Amazônia.org.br - A empresa só trabalha com as comunidades e manejo comunitário?

Jandir Santin - Não. Hoje nossa empresa consome de 30% a 35% de produtos oriundos de manejo comunitário e 65% a 70% próprios, de manejos próprios. Mas a intenção nossa é de avançar e evoluir o máximo possível nos projetos comunitários.

Amazônia.org.br - Que tipo de madeiras vocês costumam utilizar na indústria?

Jandir Santin - Na nossa empresa o maior foco é o laminado, que é o grande problema do Acre. De todos os manejos, todo mundo pensava em madeira nobre, curumaru, jatobá ou em outras espécies. A madeira branca não existia mercado. E na Triunfo começamos a produzir com essa madeira. Nós produzimos portas com ela, processamos mais alguns tipos de aproveitamentos que finalizam em cadeiras e alguns outros produtos e o resíduo final é biomassa, que gera energia para a nossa indústria.

Amazônia.org.br - Quais certificações a empresa possui?

Jandir Santin - Nós somos certificados FSC. Recentemente, fomos pré-auditados pelo Fair TradeIinternacional, justamente por esse trabalho que a gente está fazendo em comunidade. Estamos no processo final e com a grande possibilidade de que, em 30 a 60 dias, nós sejamos a primeira empresa do mundo a ser certificada Fair Trade com madeira tropical.

Amazônia.org.br - Como os moradores das comunidades receberam essa notícias?

Jandir Santin - Nós temos um link direto com a comunidade. E o bom é que essa certificação Fair Trade vai se chamar FSC Fair Trade Premiun, esse é exclusivo para a comunidade, vai gerar um prêmio. Esse prêmio, a empresa se comprometeu a passar integralmente para a comunidade.

De que maneira vamos repassar para a comunidade? Não individualmente e sim beneficiando, com transporte para a comunidade, com uma escola, um posto de saúde... A gente vai avaliar quais são as necessidades daquela comunidade e esse prêmio será transformado nisso. É um prêmio que vai contemplar a comunidade.

Amazônia.org.br - Da onde surgiram as iniciativas dos projetos que beneficiam a comunidade dentro da empresa?

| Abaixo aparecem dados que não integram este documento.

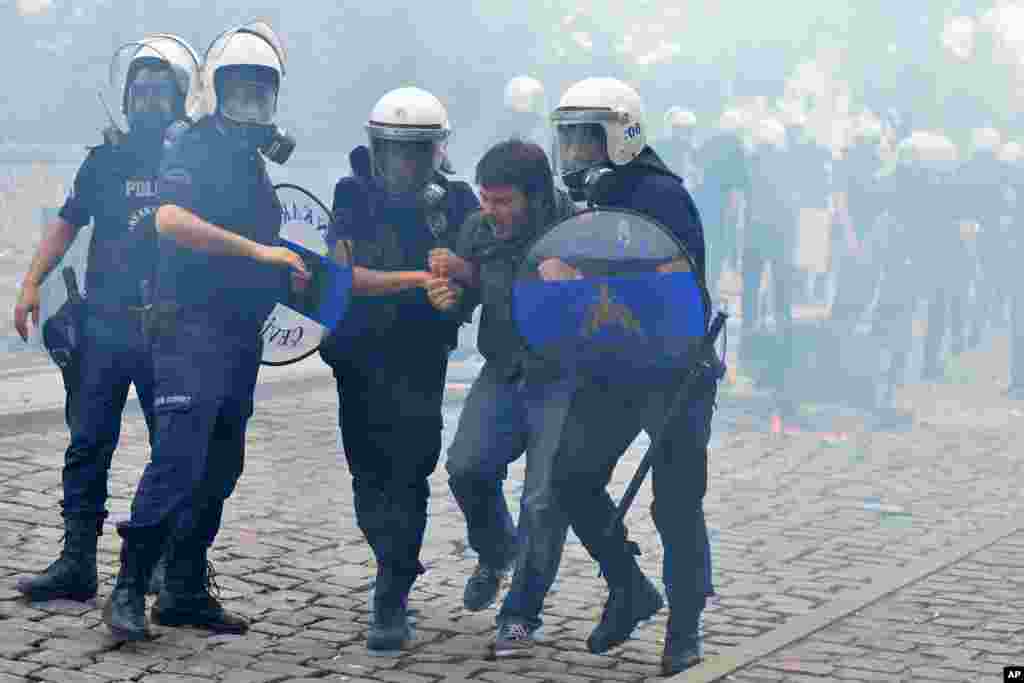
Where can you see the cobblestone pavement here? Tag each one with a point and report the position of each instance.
(798, 523)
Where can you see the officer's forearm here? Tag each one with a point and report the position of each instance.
(189, 230)
(381, 283)
(58, 236)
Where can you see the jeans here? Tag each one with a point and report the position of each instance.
(501, 420)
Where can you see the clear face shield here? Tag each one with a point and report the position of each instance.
(248, 99)
(578, 148)
(153, 97)
(406, 162)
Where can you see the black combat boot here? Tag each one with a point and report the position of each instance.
(390, 630)
(159, 573)
(683, 640)
(186, 598)
(73, 575)
(632, 599)
(124, 612)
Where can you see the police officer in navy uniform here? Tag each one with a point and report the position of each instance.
(116, 188)
(390, 356)
(602, 156)
(219, 273)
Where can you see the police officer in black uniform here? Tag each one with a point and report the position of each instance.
(390, 357)
(602, 156)
(219, 274)
(116, 188)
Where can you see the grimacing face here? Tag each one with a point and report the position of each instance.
(508, 207)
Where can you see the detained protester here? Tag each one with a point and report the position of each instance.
(602, 157)
(390, 356)
(219, 273)
(116, 189)
(517, 403)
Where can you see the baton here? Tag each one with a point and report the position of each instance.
(706, 350)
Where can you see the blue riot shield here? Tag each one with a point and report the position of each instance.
(632, 304)
(300, 321)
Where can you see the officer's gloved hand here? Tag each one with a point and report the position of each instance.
(443, 294)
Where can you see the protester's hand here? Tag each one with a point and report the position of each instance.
(679, 265)
(444, 263)
(443, 294)
(285, 257)
(28, 302)
(557, 269)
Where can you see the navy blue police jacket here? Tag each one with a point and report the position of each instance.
(209, 173)
(116, 189)
(387, 237)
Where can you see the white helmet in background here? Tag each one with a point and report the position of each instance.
(929, 150)
(409, 130)
(598, 121)
(1011, 153)
(525, 95)
(679, 118)
(769, 133)
(155, 103)
(985, 139)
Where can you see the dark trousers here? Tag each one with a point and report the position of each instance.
(591, 446)
(500, 421)
(391, 423)
(114, 356)
(205, 379)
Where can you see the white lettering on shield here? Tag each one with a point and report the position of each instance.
(274, 334)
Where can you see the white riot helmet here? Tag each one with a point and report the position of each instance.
(928, 150)
(155, 101)
(525, 95)
(242, 76)
(598, 121)
(1012, 153)
(769, 133)
(408, 130)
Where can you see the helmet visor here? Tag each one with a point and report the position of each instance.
(248, 99)
(153, 91)
(580, 146)
(404, 167)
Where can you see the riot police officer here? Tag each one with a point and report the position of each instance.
(603, 157)
(219, 274)
(391, 355)
(116, 189)
(524, 111)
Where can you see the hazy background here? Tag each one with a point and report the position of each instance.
(343, 55)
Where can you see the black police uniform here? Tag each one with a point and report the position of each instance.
(116, 188)
(390, 359)
(592, 445)
(206, 351)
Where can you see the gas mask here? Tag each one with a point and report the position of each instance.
(247, 107)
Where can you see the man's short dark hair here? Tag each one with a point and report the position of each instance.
(519, 164)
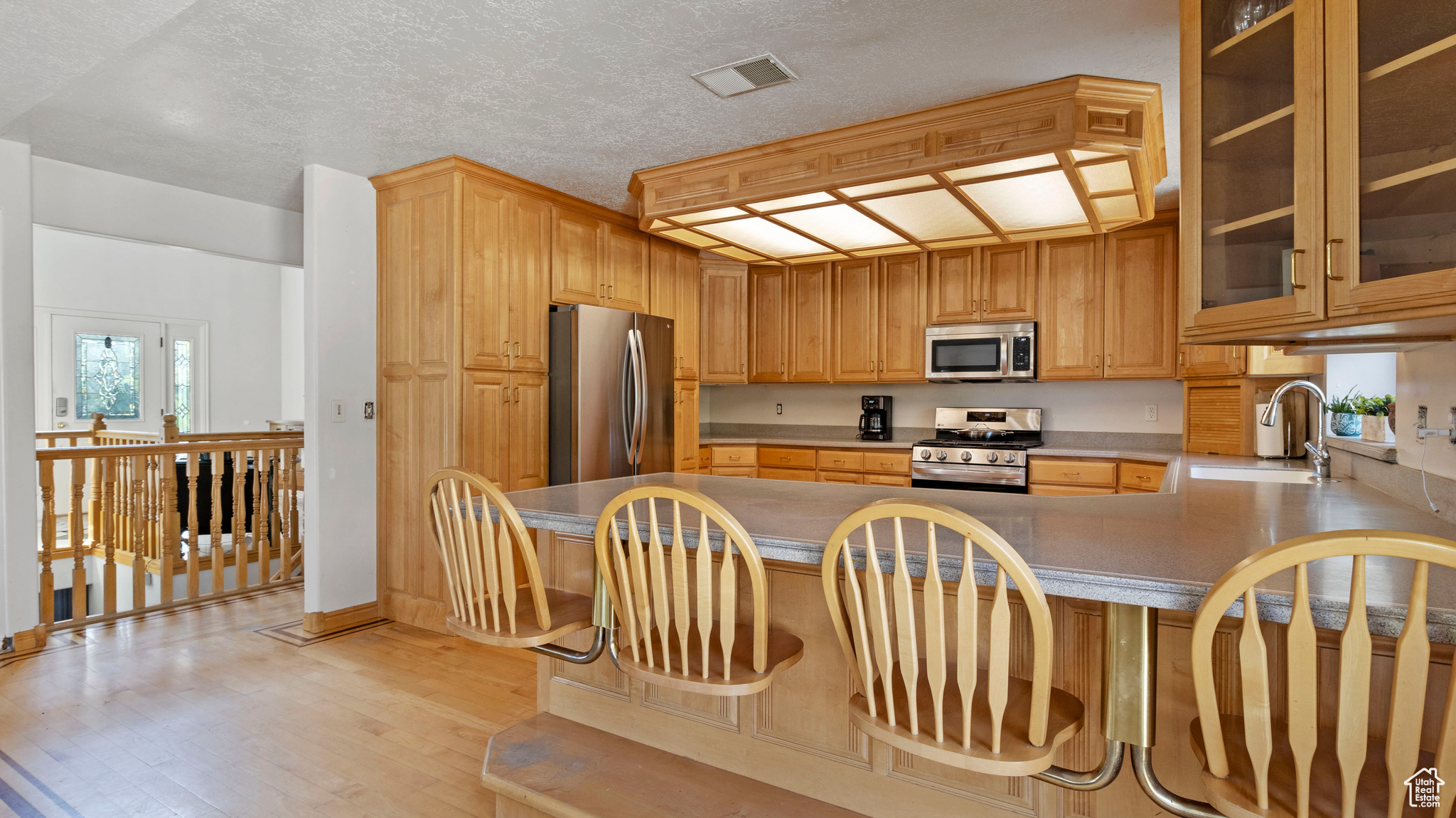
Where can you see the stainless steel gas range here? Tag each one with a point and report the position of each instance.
(978, 449)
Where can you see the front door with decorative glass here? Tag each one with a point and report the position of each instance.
(117, 367)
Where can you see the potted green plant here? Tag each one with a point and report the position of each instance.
(1343, 414)
(1374, 413)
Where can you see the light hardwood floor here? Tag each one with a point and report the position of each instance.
(197, 712)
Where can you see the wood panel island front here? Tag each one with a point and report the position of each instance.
(1155, 552)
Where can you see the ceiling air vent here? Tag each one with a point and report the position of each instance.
(744, 76)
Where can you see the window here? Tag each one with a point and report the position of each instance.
(183, 383)
(108, 376)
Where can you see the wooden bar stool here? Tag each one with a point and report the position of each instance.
(1011, 727)
(675, 634)
(481, 562)
(1247, 770)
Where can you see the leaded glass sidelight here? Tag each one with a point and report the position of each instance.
(108, 376)
(183, 383)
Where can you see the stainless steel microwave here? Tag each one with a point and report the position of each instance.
(980, 351)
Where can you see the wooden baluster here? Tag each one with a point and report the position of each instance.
(47, 542)
(194, 567)
(168, 521)
(640, 587)
(933, 631)
(858, 631)
(216, 520)
(661, 602)
(95, 528)
(1303, 686)
(264, 510)
(107, 514)
(997, 664)
(967, 605)
(1351, 731)
(284, 521)
(240, 520)
(705, 587)
(880, 622)
(727, 603)
(1254, 667)
(504, 542)
(904, 630)
(75, 535)
(682, 610)
(1413, 657)
(628, 610)
(139, 531)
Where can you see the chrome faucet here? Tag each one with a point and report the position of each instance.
(1321, 455)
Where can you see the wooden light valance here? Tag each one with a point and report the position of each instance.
(1066, 158)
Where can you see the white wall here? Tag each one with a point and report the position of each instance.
(1371, 374)
(97, 201)
(19, 581)
(239, 299)
(1426, 378)
(1106, 406)
(340, 285)
(290, 366)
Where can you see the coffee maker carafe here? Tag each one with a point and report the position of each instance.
(874, 421)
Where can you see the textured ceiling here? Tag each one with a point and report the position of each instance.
(235, 97)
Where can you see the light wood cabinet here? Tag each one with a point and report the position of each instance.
(1210, 361)
(469, 261)
(768, 324)
(1108, 306)
(1312, 196)
(901, 318)
(724, 322)
(626, 274)
(1071, 317)
(808, 322)
(1140, 328)
(675, 285)
(878, 319)
(855, 321)
(685, 420)
(985, 285)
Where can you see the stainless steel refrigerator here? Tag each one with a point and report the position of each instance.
(611, 393)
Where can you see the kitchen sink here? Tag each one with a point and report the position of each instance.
(1256, 475)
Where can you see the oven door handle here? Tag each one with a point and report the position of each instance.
(1010, 475)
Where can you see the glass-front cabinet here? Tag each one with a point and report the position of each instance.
(1320, 164)
(1391, 134)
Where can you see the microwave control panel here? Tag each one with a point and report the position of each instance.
(1021, 354)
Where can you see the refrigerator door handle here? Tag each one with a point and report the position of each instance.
(640, 408)
(629, 396)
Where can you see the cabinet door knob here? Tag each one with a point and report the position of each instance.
(1329, 264)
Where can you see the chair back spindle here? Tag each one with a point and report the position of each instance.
(1318, 754)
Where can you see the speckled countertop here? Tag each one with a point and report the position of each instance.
(1150, 549)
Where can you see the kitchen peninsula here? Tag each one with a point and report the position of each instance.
(1161, 551)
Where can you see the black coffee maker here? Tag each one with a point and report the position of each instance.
(874, 421)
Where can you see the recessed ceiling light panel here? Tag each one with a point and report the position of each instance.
(746, 75)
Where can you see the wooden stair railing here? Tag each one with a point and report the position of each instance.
(133, 517)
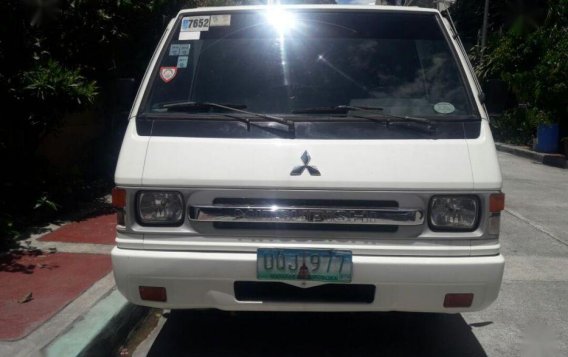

Jandir Santin - Desde que a Triunfo se instalou no Acre, ou digamos, desde que recebemos o FSC. E nós já vamos para a re-certificação, pois já fazem cinco anos que a gente adotou essa política. Eu não tinha noção e nem idéia do que era um manejo certificado. Quando cheguei no Acre, e quando eu vi a possibilidade de transformar a certificação FSC, eu criei uma imagem na minha cabeça que eu queria levar para minha família, em especial para o meu filho e a minha filha, que se um dia eles planejarem uma industria deles, em algum segmento, que fosse com sustentabilidade. Só tem uma maneira de crescer e é com sustentabilidade, não vislumbrando somente a parte material, mas sim crescer com o socialmente e ecologicamente correto e justo.

O economicamente viável é necessário, porque a gente precisa implantar os projetos, mas eu só vejo a sustentabilidade em conjunto com os comunitários. Porque eles são os maiores defensores da floresta, os nossos guardiões. O nosso estoque, teoricamente, está dentro da floresta. Então essa parceria da empresa com a comunidade é a mais saudável.